At the physiological level, there is no necessary property of states which distinguishes those which are tokens of something from those which are not tokens of anything. Nothing intrinsic to a token marks it as a token. To justify partitioning states into codes and non-codes, one can appeal to the economy of description possible with a computational account. One could describe the state transitions of the computational carburetor without mentioning internal codes or computations, but that function would need to specify all of the different electrical states which correspond to different representations, and for each give the unique electrical state which follows. A simpler description is possible if we can specify mappings from engine states into codes, and then define algorithms operating on those codes. An encoding function and an algorithm allows a relatively simple description of state transitions.
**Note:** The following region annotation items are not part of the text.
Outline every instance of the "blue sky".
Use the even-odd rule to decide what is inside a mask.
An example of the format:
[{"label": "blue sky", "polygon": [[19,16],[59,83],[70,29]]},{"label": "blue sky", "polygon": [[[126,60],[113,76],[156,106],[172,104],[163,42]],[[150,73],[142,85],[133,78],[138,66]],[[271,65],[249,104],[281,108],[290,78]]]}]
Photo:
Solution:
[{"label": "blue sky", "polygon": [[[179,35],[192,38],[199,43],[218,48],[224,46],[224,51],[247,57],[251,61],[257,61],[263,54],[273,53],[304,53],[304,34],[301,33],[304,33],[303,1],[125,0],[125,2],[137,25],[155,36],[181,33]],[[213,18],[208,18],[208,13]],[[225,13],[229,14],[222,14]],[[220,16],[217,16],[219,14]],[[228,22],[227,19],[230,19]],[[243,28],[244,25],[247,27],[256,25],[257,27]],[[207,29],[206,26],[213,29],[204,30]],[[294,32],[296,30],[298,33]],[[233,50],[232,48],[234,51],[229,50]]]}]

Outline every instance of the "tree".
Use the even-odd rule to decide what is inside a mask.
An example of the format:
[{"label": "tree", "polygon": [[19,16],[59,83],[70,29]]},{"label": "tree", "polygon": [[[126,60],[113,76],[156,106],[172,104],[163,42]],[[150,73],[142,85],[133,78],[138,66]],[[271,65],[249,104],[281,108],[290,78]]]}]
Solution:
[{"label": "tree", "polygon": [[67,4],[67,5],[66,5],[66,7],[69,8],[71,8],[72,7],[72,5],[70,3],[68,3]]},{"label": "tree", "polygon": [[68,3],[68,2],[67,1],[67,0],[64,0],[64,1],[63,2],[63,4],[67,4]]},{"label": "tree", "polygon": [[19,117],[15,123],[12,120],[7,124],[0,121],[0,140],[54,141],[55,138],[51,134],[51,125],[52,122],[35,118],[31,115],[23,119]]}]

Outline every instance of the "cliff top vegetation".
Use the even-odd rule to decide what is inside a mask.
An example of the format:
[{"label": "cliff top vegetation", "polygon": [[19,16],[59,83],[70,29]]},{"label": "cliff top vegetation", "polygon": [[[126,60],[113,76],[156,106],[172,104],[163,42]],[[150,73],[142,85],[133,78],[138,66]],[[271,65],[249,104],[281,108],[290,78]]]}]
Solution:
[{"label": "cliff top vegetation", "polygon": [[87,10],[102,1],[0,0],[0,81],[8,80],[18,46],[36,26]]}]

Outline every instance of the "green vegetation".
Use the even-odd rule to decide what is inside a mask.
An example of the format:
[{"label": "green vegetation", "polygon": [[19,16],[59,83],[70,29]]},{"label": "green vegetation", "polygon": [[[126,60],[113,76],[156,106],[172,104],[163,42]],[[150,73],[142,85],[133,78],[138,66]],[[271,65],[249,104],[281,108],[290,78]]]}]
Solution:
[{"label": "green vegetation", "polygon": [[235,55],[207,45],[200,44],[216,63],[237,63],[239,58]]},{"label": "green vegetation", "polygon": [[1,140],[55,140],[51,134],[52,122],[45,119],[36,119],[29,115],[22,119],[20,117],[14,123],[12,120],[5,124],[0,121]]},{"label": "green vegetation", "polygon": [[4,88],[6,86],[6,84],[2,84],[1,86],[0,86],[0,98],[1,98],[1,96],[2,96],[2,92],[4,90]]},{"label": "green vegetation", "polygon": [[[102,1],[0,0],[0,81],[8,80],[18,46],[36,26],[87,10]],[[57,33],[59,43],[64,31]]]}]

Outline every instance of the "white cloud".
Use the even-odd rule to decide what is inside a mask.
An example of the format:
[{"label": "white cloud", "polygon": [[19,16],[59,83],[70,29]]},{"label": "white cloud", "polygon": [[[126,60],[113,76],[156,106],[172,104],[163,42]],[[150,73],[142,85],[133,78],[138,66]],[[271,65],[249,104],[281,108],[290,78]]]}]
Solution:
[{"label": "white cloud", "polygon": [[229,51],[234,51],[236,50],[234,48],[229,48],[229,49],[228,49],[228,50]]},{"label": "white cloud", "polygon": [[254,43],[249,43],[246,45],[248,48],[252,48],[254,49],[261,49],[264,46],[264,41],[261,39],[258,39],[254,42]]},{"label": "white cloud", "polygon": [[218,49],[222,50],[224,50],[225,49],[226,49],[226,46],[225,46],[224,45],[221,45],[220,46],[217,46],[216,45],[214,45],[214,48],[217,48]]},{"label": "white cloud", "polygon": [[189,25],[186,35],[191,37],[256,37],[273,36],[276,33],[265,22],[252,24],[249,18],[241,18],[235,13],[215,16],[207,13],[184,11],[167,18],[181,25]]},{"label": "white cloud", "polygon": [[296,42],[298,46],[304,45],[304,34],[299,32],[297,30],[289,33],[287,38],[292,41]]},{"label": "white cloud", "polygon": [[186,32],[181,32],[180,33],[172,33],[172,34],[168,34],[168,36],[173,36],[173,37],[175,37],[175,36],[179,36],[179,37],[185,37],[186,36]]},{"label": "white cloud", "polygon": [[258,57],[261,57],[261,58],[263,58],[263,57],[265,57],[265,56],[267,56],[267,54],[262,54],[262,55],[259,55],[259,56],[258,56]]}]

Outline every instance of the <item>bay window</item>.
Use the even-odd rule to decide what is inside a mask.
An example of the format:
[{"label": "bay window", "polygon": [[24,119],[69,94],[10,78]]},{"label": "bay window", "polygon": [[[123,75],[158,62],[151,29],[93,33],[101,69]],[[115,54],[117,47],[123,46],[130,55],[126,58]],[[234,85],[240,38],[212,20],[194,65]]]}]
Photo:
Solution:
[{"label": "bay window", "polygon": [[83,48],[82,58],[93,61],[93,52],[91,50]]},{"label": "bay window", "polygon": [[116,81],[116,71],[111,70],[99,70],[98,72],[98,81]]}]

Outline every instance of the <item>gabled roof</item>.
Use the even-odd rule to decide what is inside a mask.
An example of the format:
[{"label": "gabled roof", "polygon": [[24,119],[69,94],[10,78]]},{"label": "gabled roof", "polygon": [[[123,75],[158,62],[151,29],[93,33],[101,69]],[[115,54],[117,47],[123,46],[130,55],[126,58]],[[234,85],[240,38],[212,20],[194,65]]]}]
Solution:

Consider for instance the PDP multiplication example introduced above. Voltage patterns in the memory cells encode binary numerals. Once the code is known, the relationship between cell contents can be described very simply: one number named is three times the other. Note that the relationship between states of the device is described by the relationship between the referents of those states. One could describe the sequence of states of the PDP without mentioning codes or their referents; it could be described by a complicated function mapping one voltage pattern into another. Description in terms of codes and their referents is much simpler, however. Similarly, it may be possible to give a simpler description of the physiology of vision by describing states as codes for features, and describing relations among physiological states in terms of the features represented. For example, the complex physiology of ganglion and lateral geniculate cells can be described as convolving an intensity array with second order edge operators.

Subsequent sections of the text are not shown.